Plate mounting tapes with foam film carriers are long-established and commercially commonplace. However, the production of mounting tapes with little fluctuation in thickness continues to be a fundamental problem, more particularly when the thickness tolerances are below ±10%. In many of the sectors in which double-sided foam adhesive tapes are employed, the printing industry being a particular example, low levels of deviation in thickness from the target figure, and low overall thicknesses, are a desideratum or a necessity. In the case of the flexographic printing process, for example, it is advantageous for the mounting of the polymer printing plate to the impression cylinder by means of a double-sided adhesive tape if that adhesive tape has a suitable resilience and low levels of fluctuation in thickness. If the resilience remains constant even under repeated compression of the foam film, then the foam film has an advantageous resilience and is preferred for use in this application. This is because it is possible in this way to achieve a considerable increase in print quality. A great problem in the production of plate mounting tapes to date has been the scant availability of foam webs possessing appropriate resilience.
When the printing operation is at an end, it must be possible to detach the adhesive tape, as far as possible without residue, both from the compression cylinder and from the plate, and this requires sufficient tensile strength. Used to date for this field of application have been adhesive tapes based on enhanced polyurethane foams (from Mayser, Lindenberg) or polyethylene copolymer foams or polyethylene-vinyl acetate copolymer foams (from Alveo, Lucerne). The PE-based foam films used possess the advantage over their aforementioned PU-based counterparts that they are obtainable with substantially lower compressive stress values. In respect of the deterioration in resilience as a result of fatigue of the material after numerous compression/recovery cycles as well, the closed-cell PE films are superior to the open-cell PU films.

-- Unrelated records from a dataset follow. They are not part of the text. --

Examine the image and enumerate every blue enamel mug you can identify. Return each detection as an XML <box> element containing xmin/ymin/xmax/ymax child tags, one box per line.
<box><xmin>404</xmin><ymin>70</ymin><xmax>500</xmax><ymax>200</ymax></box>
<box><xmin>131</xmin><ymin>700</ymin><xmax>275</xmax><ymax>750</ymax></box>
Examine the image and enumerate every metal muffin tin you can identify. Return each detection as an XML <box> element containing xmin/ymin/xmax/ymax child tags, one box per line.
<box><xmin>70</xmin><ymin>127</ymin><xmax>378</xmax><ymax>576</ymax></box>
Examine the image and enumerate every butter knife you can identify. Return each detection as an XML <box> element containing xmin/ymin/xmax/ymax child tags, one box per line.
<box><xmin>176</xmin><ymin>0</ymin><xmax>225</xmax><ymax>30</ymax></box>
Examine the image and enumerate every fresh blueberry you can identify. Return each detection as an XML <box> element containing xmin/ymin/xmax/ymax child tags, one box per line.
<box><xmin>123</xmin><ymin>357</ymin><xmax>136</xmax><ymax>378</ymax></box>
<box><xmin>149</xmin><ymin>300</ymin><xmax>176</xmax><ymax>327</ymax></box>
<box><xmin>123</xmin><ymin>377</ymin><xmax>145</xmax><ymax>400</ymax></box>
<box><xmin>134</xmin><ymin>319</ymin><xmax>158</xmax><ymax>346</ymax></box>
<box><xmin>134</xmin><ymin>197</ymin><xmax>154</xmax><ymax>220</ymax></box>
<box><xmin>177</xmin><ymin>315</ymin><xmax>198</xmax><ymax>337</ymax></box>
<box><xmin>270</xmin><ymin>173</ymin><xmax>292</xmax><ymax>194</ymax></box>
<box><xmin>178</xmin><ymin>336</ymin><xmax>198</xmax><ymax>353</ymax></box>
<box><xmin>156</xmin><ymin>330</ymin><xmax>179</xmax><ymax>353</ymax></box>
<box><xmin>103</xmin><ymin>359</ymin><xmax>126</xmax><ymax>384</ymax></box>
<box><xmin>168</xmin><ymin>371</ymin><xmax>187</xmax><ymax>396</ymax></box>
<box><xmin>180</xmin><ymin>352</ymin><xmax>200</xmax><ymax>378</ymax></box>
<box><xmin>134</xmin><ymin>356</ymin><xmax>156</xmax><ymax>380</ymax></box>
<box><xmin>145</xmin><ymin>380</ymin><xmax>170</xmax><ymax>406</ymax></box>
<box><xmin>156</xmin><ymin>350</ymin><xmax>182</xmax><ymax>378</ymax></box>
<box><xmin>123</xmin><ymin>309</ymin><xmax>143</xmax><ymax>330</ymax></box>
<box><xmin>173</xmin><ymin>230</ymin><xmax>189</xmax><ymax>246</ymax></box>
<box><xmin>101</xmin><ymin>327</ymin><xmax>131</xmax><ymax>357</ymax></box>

A further requirement imposed on foam films used in plate mounting tapes is the temperature stability. At web speeds in flexographic printing of up to 600 m/min, the mounting tape may undergo warming to around 40 to 60° C. At 60° C., not only conventional PE foam films but also PU foam films display deterioration in resilience.
EP 0 491 253 A1 discloses a plate mounting tape with a foam film carrier material. The foam film is composed preferably of polyolefin, more particularly of polyethylene or of a polyethylene copolymer, with vinyl acetate, for example. The foam film may be oriented.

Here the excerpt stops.